Job 3: Clustering those sequences

  • Resources = 12 cores, 4 hours of wall time (to start with, at least…increase if necessary), 28000 Mb of memory

  • Modules = vsearch/040218

  • Tasks:

    1. Run the following program on the cds.fna file of surface glycoproteins (tweak file names/paths if necessary)

           vsearch --cluster_fast surface_glycoproteins.fasta -id 0.97 --centroids centroids.fasta --consout consensus.fasta --msaout msa.fasta --profile cluster_profiles.txt
      
           cat centroids.fasta | grep "^>" > centroid_ids.txt
      
           grep -Fwf centroid_ids.txt cds.fna

This vsearch program is clustering the nucleotide sequences based on similarity. In other words, it’s finding groups of nucleotide variants that are at least 97% similar to each other, and then profiling the makeup of these clusters at each nucleotide position. This is useful for several applications… Firstly, if you have 9999 identical sequences and 1 that has a single nucleotide change, that could be real, or it could be a sequencing error. Secondly, it’s performing an alignment step that can be useful for downstream processes. Thirdly, these clusters represent sequence similarity and we can get a quick feel for diversity in this locus, including where the clusters are geographically.
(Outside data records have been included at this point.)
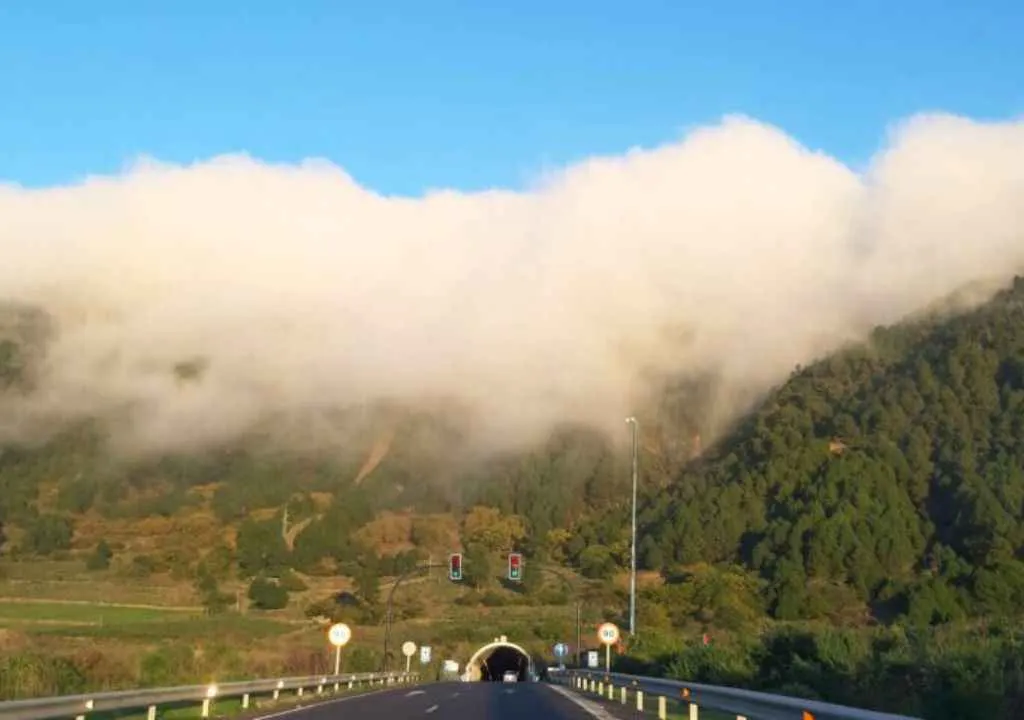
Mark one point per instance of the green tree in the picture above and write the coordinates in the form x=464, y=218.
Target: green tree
x=478, y=570
x=100, y=557
x=260, y=548
x=266, y=594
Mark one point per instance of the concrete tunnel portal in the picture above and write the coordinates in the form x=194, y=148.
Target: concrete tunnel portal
x=491, y=663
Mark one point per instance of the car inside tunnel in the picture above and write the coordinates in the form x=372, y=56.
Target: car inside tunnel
x=502, y=661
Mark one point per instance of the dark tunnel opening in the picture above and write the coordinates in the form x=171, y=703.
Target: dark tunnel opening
x=504, y=660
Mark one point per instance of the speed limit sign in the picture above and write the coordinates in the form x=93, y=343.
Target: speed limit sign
x=608, y=633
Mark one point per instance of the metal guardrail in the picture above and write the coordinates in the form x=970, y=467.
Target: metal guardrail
x=744, y=705
x=82, y=706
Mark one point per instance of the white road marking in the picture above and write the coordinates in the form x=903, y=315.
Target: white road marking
x=592, y=709
x=336, y=701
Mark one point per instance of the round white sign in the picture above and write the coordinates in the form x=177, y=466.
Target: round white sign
x=339, y=635
x=608, y=633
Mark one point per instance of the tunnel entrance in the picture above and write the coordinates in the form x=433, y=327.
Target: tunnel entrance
x=502, y=660
x=493, y=662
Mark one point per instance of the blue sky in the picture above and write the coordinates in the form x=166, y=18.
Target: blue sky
x=410, y=95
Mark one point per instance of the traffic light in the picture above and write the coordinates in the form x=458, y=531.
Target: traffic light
x=515, y=566
x=455, y=566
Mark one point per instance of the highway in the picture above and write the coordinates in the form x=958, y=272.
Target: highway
x=455, y=701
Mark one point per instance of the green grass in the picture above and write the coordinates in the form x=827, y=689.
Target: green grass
x=231, y=707
x=220, y=627
x=89, y=613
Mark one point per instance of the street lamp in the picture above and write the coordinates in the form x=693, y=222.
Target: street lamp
x=633, y=551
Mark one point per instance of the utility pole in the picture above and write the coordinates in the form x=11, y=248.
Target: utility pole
x=633, y=548
x=579, y=635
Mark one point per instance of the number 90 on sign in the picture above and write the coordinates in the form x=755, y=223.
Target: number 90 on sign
x=339, y=635
x=608, y=633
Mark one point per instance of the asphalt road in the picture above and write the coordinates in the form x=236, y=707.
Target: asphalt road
x=456, y=701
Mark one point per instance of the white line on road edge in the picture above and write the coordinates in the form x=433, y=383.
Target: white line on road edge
x=325, y=704
x=592, y=709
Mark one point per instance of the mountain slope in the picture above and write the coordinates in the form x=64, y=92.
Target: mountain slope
x=890, y=474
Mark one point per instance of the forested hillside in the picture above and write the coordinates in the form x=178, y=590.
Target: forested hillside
x=890, y=475
x=885, y=480
x=883, y=484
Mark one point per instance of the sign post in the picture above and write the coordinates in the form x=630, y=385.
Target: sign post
x=338, y=635
x=607, y=633
x=409, y=649
x=561, y=649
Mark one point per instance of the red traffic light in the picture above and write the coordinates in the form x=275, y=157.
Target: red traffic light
x=515, y=565
x=455, y=566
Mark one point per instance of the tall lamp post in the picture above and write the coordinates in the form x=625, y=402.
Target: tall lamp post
x=633, y=551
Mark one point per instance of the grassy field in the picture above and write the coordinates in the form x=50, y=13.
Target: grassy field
x=120, y=631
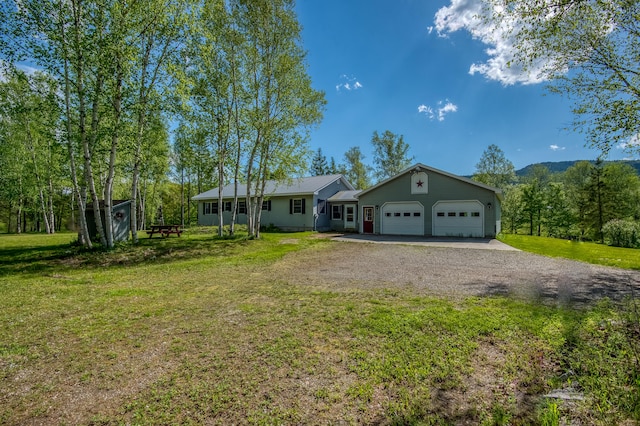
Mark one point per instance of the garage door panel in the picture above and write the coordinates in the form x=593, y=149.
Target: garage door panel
x=458, y=219
x=403, y=219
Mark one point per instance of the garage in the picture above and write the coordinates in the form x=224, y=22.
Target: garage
x=405, y=218
x=458, y=219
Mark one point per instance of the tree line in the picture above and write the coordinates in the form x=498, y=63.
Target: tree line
x=576, y=204
x=390, y=157
x=113, y=78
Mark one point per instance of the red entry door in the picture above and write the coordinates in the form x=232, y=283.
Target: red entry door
x=367, y=223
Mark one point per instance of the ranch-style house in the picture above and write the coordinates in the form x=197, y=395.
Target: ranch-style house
x=420, y=200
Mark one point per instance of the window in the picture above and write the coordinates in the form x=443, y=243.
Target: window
x=210, y=208
x=336, y=212
x=322, y=206
x=242, y=207
x=296, y=206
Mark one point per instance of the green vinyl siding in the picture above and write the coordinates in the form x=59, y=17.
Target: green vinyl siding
x=440, y=188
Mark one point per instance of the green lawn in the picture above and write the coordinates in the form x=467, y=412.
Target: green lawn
x=598, y=254
x=197, y=330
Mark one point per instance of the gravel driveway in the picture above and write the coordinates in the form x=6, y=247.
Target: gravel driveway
x=463, y=272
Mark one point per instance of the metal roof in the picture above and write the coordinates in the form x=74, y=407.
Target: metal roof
x=293, y=186
x=344, y=196
x=422, y=167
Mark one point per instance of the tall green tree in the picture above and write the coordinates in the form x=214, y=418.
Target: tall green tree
x=576, y=183
x=557, y=218
x=283, y=104
x=30, y=117
x=494, y=168
x=319, y=165
x=534, y=197
x=390, y=154
x=356, y=171
x=513, y=215
x=591, y=51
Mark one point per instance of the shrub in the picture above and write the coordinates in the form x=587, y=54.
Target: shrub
x=622, y=233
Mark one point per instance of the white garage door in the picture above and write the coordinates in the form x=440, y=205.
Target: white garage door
x=403, y=218
x=458, y=219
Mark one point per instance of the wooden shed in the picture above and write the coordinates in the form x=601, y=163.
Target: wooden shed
x=121, y=220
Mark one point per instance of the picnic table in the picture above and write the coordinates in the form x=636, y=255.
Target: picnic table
x=164, y=230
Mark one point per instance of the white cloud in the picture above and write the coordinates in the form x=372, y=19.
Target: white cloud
x=439, y=113
x=427, y=110
x=471, y=15
x=633, y=143
x=446, y=109
x=348, y=83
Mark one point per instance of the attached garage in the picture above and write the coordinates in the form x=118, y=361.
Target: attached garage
x=402, y=218
x=458, y=219
x=423, y=201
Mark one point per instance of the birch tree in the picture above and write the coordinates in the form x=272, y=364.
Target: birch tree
x=282, y=102
x=590, y=50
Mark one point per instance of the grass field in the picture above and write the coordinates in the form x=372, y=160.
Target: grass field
x=589, y=252
x=200, y=330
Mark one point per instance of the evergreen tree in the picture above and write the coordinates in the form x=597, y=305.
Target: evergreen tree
x=494, y=169
x=390, y=154
x=319, y=165
x=356, y=172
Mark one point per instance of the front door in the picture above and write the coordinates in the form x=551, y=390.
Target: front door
x=349, y=216
x=367, y=222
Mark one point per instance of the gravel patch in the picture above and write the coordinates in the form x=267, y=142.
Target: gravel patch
x=463, y=272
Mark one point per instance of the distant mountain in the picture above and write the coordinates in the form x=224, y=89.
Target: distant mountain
x=561, y=166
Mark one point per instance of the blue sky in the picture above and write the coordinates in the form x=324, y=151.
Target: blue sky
x=421, y=68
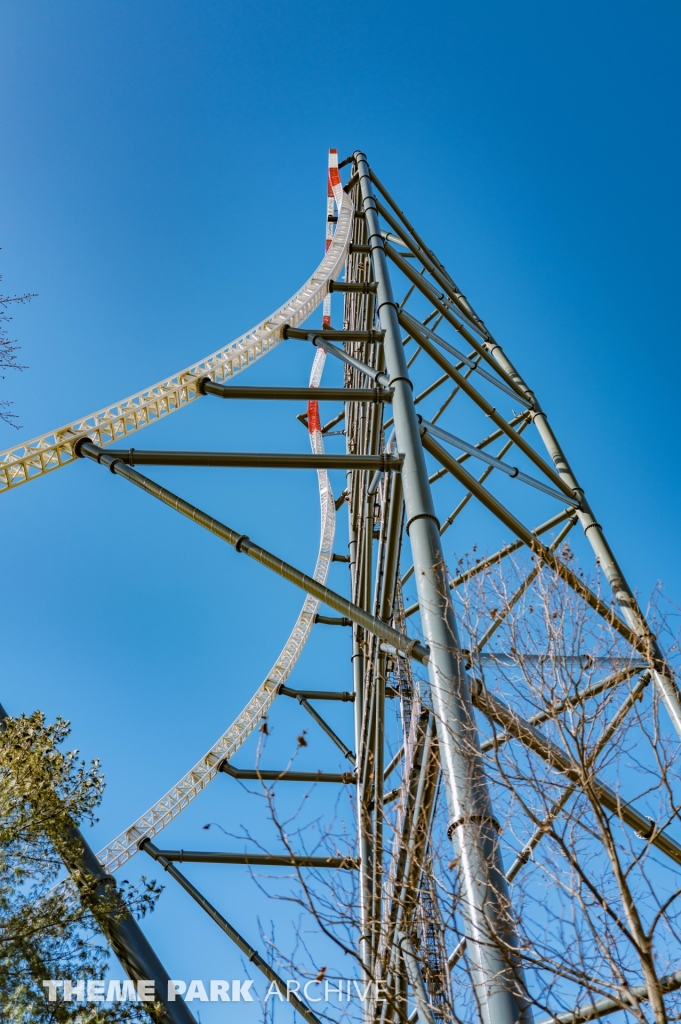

The second 2 lines of that script will return the full sequence names for the representative sequences of each identified cluster. Those full names have location information embedded in them!


Each of these 3 jobs will produce an outfile containing STDOUT.


What to turn in:

  • Your 3 SLURM scripts, concatenated into a single plantext file.
  • Your 3 outfiles, concatenated into a single plantext file.

Upload those plain-text files to Canvas. You’ll be graded on completeness, documentation, and readability.